At first glance the rustic Hailsham seems like a typically privileged English boarding school, where orphaned students are raised by strict teachers and prepared for their future. But as we quickly learn, Hailsham has a far more sinister plan for its alumni. A few decades ago, scientists cured all diseases and developed a way to extend the human life span beyond 100 years. Scientists created a generation of clones whose sole purpose is to donate organs. Hailsham’s students are being raised in a hermetic environment to become perfectly healthy donors, whose organs will be systematically harvested to enable the wealthy to live longer and healthier lives. Some students will become carers, whose task it is to provide for the physical and mental well being of the donors.
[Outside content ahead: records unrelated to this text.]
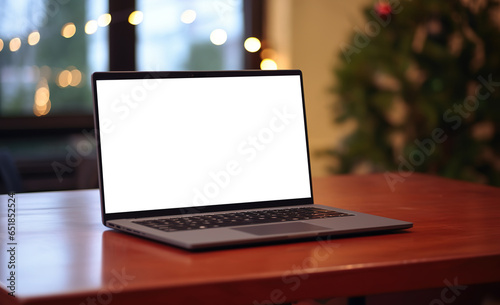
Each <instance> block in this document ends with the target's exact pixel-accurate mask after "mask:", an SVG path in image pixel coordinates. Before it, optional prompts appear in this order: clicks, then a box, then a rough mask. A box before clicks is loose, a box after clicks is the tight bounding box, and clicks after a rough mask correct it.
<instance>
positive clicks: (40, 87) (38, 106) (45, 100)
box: [33, 77, 51, 116]
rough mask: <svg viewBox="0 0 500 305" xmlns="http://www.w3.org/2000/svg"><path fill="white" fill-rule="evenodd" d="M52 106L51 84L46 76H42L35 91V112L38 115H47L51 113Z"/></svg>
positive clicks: (33, 106) (34, 113)
mask: <svg viewBox="0 0 500 305" xmlns="http://www.w3.org/2000/svg"><path fill="white" fill-rule="evenodd" d="M50 108H51V103H50V90H49V85H48V82H47V79H46V78H45V77H41V78H40V81H39V82H38V84H37V89H36V91H35V97H34V103H33V114H35V115H36V116H43V115H46V114H47V113H49V111H50Z"/></svg>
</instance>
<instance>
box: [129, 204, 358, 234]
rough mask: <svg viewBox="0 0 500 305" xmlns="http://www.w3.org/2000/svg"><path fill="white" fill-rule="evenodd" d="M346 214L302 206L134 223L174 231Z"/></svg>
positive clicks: (269, 222)
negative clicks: (284, 208)
mask: <svg viewBox="0 0 500 305" xmlns="http://www.w3.org/2000/svg"><path fill="white" fill-rule="evenodd" d="M346 216H352V214H347V213H342V212H337V211H331V210H325V209H320V208H314V207H303V208H288V209H276V210H260V211H247V212H233V213H224V214H206V215H197V216H187V217H174V218H163V219H154V220H140V221H134V223H137V224H140V225H144V226H147V227H150V228H153V229H158V230H162V231H166V232H175V231H185V230H193V229H210V228H221V227H233V226H242V225H249V224H262V223H273V222H286V221H300V220H308V219H319V218H331V217H346Z"/></svg>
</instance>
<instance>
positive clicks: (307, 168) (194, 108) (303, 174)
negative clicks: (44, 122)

We first meet three friends Ruth (Ella Purnell), Kathy (Isobel Meikle-Small) and the timid Tommy (Charlie Rowe) as youngsters at the school, who are at first unaware of what is in store for them when they reach adolescence. But as adults Tommy (Andrew Garfield) and his friend Kathy (Carey Mulligan, from An Education, etc) soon learn there is no escaping from their destiny.
A combination of romantic drama and high concept science fiction, the film is based on the acclaimed novel written by Kazuo Ishiguro, who also wrote The Remains Of The Day, which was adapted into a visually sumptuous film by Merchant Ivory. Never Let Me Go is a dystopian parable of a brave new world and set in an alternative past, and it is a world that is not immediately recogniseable. Screenwriter Alex Garland (The Beach, etc) remains faithful to both the sombre tone and the central premise of Ishiguro’s profound but depressing novel and its themes of longing, passion, love, destiny and mortality.
We’ve had other films that have dealt with the theme of harvesting organs, most recently and graphically the straight to DVD thriller Turistas. But the theme has also driven Michael Bay’s big budget action thriller The Island, and it was the central concept behind Michael Crichton’s suspenseful medical thriller Coma, adapted from a novel written by fellow doctor Robin Cook.
This is a far more subtle treatment of the theme, and director Mark Romanek brings a suitably melancholic tone to the material. A former director of music videos, Romanek previously turned Robin Williams into a creepy psychopath in One Hour Photo, but here he directs with a remarkable sense of restraint and creates an emotionally distant mood piece that echoes the source’s contemplative style. His restraint effectively mutes the very real horror that lies just beneath the surface.
Kiera Knightley does well as the manipulative Ruth, the least sympathetic character here, as her jealousy and naked need for acceptance shapes her actions. She imbues her character with a painful fragility. Garfield (from The Social Network, the new Spiderman) brings emotional depth to his character, while Mulligan’s intelligent and empathetic performance as Kathy, who also acts as the film’s narrator, grounds the film. Charlotte Rampling is suitably haughty in her small but effective role as Hailsham’s imperious head mistress, while Sally Hawkins tempers her usual ebullience as a school teacher who desperately wants to tell her charges the bitter truth about their existence. The three young actors bear an eerie resemblance to their older counterparts.
Technically the film is ravishing to look at. Adam Kimmels’ cinematography is suitably chilling, while Rachel Portman’s violin driven score adds to the sad tone that permeates this quietly disturbing film.